Subject: is 1.6 MP code stable?
To: None <port-alpha@netbsd.org>
From: Stephen M. Jones <smj@cirr.com>
List: port-alpha
Date: 11/10/2002 20:34:05
The CS20s I am working with had fresh installs of the 1.6
release with a tailored kernel via the config file w/ MP
enabled.  After 3 to 5 hours of regular use (not just
running idle) the machines would hang without displaying
a kernel panic on the console or logged kernel panic.  A side 
affect was that the ethernet ports were constantly asserting
their ports on the two ethernet switches causing the 5
other machines to be unreachable.

I took the CS20s home and tried two scenarios to attempt to
recreate the hang.  With both, I was able to get the machines
to hang:

(I apologise if these seem crude or cruel .. you should see
what users have tried to do in the past!)

ethernet I/O intensive:  rcp'ing a 115mb file between both
machines on both ethernet ports continuously. 

CPU / disk I/O intensive:  A shell script that forked a cat of
the files in /usr to /dev/null.  (this kept the proc table 
at about 6000-7500 processes and ran the load at about 900.0)

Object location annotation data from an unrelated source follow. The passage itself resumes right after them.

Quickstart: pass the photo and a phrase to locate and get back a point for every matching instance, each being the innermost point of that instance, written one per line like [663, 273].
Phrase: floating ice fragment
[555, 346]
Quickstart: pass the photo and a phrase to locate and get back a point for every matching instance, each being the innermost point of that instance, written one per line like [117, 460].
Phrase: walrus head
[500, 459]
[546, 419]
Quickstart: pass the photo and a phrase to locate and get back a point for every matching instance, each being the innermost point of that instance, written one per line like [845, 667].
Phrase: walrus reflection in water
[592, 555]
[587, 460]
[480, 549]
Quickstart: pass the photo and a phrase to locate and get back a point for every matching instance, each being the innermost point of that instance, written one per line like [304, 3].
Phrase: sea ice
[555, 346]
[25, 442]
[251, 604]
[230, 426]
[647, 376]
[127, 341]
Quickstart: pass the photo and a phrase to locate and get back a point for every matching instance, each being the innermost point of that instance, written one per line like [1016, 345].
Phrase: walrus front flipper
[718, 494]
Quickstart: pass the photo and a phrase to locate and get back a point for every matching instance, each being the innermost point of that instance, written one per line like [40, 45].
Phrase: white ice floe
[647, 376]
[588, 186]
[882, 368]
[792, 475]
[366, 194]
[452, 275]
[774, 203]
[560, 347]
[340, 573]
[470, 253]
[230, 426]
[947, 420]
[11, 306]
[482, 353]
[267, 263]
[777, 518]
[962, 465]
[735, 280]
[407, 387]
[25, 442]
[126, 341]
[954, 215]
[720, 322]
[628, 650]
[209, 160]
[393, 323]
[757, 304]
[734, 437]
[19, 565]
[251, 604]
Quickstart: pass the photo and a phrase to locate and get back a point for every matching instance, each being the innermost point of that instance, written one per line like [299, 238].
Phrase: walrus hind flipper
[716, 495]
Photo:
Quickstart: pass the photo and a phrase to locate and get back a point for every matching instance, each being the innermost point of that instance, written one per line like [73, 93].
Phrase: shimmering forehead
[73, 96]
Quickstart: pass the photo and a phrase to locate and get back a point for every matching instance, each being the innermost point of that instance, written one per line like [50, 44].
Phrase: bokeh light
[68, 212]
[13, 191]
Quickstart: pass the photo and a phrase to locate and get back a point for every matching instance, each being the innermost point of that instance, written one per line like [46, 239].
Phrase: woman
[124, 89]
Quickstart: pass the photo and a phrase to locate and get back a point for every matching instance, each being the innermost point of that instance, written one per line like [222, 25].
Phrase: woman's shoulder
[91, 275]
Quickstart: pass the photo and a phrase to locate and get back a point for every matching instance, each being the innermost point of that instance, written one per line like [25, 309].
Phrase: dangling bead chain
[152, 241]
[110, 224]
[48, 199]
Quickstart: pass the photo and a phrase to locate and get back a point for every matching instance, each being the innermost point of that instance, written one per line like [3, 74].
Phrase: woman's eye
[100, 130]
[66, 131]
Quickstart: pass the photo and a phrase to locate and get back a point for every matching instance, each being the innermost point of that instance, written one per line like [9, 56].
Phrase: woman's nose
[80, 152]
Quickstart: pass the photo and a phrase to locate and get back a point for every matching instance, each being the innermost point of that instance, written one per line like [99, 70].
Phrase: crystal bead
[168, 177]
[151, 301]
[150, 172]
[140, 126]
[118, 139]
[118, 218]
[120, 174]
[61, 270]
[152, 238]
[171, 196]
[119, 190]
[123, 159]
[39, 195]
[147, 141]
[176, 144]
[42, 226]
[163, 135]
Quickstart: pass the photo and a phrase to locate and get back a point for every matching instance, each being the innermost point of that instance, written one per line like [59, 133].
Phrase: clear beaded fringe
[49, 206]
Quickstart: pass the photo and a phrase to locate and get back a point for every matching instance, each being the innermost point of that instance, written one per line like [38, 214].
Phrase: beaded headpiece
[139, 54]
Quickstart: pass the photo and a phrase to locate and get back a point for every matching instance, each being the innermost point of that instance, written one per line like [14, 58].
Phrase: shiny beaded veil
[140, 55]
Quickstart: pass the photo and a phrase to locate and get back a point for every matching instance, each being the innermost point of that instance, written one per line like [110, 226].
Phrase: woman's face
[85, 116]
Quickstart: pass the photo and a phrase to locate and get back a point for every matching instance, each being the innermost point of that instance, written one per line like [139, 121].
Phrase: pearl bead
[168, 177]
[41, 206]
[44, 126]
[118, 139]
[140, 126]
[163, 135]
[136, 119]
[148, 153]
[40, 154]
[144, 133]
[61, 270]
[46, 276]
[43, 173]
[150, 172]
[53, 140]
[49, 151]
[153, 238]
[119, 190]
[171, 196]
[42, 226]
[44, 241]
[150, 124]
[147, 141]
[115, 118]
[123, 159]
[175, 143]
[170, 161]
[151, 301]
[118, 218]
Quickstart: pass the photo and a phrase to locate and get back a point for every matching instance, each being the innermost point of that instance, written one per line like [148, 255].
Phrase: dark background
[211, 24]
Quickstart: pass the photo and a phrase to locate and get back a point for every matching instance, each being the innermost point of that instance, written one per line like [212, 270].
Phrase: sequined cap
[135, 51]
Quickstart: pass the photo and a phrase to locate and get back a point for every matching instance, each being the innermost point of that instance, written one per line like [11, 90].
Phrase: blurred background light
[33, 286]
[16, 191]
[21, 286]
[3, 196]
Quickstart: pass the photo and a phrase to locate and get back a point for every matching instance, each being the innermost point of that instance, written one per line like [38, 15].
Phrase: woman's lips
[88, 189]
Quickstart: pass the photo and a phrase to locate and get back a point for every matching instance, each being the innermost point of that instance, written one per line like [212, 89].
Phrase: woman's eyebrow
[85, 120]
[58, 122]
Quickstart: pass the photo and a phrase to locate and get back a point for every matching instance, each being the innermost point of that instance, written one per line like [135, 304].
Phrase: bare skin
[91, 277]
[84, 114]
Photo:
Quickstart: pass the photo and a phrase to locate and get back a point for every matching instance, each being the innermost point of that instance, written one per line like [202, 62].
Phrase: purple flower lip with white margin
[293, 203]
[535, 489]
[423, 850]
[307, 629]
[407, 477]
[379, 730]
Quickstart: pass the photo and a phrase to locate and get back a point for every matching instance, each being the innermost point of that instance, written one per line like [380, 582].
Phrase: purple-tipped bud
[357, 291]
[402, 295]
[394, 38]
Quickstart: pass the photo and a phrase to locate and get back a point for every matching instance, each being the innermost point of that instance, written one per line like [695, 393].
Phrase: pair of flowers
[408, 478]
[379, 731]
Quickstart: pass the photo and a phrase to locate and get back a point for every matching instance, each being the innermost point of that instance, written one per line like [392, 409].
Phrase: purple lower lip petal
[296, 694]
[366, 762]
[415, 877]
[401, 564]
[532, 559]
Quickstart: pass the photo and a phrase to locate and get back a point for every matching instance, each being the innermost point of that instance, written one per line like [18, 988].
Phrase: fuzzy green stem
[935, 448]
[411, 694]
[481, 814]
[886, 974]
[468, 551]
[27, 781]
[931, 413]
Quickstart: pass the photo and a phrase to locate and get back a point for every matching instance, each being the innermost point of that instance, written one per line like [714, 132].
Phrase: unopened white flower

The results in both scenarios the machines would just hang 
randomly .. I ran these tests on them to let them hang about
10 times each.

So I compiled a kernel with single CPU support.  I've been 
running the same tests for about 13 hours now and haven't had
a hang.  The only time I did get a panic was when I had exhausted
memory, so I changed my script to keep the load at about 30.0

I have an AS1200 that I've been running 1.6 on with MP support.
its only real task is running TOPS-20 .. when it does crash its
always been an "fpsave ipi didn't" message followed by tlp0
timeouts .. it always requires a hard reset.

A CS20 developer has strongly recommended I run Debian linux .. but
I just can't do that.  I can't even think about doing that.

I'm curious if others are using MP and what sorts of results they've
had and what sorts of applications they are using their machines for.